The authors, Marian Salzman and Ira Matathia, both work at New York ad agencies and from their photos seem like nice people. But their view of the future would have given George Orwell the willies and sent that sour futurist back to his typewriter to make "1984" a little less cheery.

Take their very first prediction: Company towns. Future corporations will build campus-like complexes with each house and apartment "wired to the workplace" and everything the workers need, from medical care to elder care, on site.
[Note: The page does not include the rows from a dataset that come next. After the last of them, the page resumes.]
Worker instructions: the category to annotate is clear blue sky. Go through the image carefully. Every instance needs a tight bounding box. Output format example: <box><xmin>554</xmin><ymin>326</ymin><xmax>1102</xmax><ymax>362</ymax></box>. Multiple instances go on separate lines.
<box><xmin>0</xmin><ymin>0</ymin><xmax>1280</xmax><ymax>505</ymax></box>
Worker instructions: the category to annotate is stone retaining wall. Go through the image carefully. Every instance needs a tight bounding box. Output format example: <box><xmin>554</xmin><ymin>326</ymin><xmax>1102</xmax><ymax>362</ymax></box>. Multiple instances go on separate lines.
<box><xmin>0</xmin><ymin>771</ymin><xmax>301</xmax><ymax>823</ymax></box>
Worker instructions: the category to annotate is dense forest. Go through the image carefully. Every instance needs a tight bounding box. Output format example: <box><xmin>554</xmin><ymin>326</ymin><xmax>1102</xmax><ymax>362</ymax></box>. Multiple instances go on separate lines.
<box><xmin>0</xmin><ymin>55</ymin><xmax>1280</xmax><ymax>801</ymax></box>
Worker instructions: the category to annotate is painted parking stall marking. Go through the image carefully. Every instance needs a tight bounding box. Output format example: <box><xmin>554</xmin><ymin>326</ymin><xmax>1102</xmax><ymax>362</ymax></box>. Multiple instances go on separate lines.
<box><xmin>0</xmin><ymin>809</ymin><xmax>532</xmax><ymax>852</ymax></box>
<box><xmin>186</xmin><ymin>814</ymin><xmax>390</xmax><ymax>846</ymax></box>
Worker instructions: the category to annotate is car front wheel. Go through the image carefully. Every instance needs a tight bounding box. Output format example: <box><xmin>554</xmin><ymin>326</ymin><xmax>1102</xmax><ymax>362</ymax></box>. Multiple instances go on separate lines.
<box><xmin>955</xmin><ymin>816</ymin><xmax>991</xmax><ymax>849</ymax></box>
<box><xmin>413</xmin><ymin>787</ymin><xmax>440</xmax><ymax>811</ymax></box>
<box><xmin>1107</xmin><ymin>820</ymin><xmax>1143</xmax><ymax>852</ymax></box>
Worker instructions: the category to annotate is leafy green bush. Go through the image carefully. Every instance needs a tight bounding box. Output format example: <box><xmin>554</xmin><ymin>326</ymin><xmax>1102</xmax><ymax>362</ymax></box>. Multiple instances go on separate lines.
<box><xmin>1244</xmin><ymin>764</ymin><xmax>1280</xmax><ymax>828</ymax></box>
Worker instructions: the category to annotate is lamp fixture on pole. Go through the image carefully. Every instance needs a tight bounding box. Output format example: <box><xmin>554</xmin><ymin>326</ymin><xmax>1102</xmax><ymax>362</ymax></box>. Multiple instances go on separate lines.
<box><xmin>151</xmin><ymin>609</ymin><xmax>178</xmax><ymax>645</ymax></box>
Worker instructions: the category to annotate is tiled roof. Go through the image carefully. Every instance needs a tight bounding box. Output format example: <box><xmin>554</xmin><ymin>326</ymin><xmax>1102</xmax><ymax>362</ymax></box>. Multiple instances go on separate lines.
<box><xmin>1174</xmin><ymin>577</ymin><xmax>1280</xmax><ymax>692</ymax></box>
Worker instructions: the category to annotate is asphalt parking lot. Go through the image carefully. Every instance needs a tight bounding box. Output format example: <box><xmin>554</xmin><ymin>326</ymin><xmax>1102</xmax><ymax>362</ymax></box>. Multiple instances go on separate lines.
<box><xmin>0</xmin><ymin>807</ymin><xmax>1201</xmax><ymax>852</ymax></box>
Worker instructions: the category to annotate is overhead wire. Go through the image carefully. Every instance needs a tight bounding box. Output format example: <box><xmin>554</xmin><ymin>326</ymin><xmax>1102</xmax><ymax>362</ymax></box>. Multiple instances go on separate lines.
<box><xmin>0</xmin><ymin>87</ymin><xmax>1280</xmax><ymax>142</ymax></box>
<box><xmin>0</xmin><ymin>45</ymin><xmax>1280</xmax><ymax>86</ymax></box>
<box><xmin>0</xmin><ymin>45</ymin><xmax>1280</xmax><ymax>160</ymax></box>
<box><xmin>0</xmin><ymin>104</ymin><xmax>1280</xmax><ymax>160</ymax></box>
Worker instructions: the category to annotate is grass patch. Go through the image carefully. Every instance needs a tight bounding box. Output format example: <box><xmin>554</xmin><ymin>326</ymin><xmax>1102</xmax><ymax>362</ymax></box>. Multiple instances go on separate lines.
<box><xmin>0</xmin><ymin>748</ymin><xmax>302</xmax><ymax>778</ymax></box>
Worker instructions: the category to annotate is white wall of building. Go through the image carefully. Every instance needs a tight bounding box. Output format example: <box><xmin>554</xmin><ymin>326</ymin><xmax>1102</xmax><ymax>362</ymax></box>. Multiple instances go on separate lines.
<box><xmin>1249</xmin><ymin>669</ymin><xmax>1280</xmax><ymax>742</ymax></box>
At one time such complexes were called "plantations" and the workers were shackled, not wired, to the workplace.

Thanks to technology, the authors say with a certain breathless enthusiasm, people will be able to work all the time, and thus there will be a need for "community personal assistants" who do all the shopping, errands, house and yard work the homeowner no longer has the leisure to do.

At least some of the yard work will be done by "robotic lawn mowers," which makes another development essential, "granny minders," an electronic network that keeps track of the elderly so that granny doesn't wander in front of the robo-mower and get mulched.

And, the authors foresee in a forecast called "shopping for progeny," that "we'll see the rise of mail-order catalogs with details about the egg and sperm donors, so prospective parents can shop for genetics." That way, when a curious child asks, "Where did I come from?", the parents can truthfully answer, "The mailman."

Not that the kids will ask because they'll learn about the birds and the bees at school, through "cybersex." If the cybersex teachings give the little tikes funny ideas, the parents will be able to remotely administer a low-grade electric shock through an ankle or wrist monitor.

Such "house arrest" hardware, Salzman and Matathia say, will be popular with parents, who perhaps screwed up their catalog order, and "have given up on controlling their children with low-tech methods." By "low-tech" I presume they mean spanking, although it might just as easily be a cattle prod.

These child-rearing methods had better work because the authors say parents will increasingly be held liable for their kids' misconduct with penalties ranging from "fines to mandatory school attendance (cybersex class?) with the child to prison time."

In any case, insurance policies will be available to protect parents from their children's thuggish behavior, probably offered as a package with divorce insurance.

Appliances will be wired into everything else. "Intelligent refrigerators," for example, will keep track of the milk, butter, orange juice, etc., and automatically order from a home-delivery service when supplies run low. Presumably, medicine cabinets will do the same, plus gossip about their owners' repulsive medical problems with the other medicine cabinets in the neighborhood.

Not that your personal problems will remain personal. The authors say the loss of privacy, due to computers and the Internet, will be so great it "may turn many people into exhibitionists." As if we don't have enough of that now.

Salzman and Matathia don't claim to have a totally clear crystal ball. A few questions are left for the reader to mull, among them: "Will cloned children of today's geniuses dominate matriculating classes at top universities in the years ahead?"

I don't know. I suppose it depends which catalog the kids came from. I'm not sorry I won't be around to find out.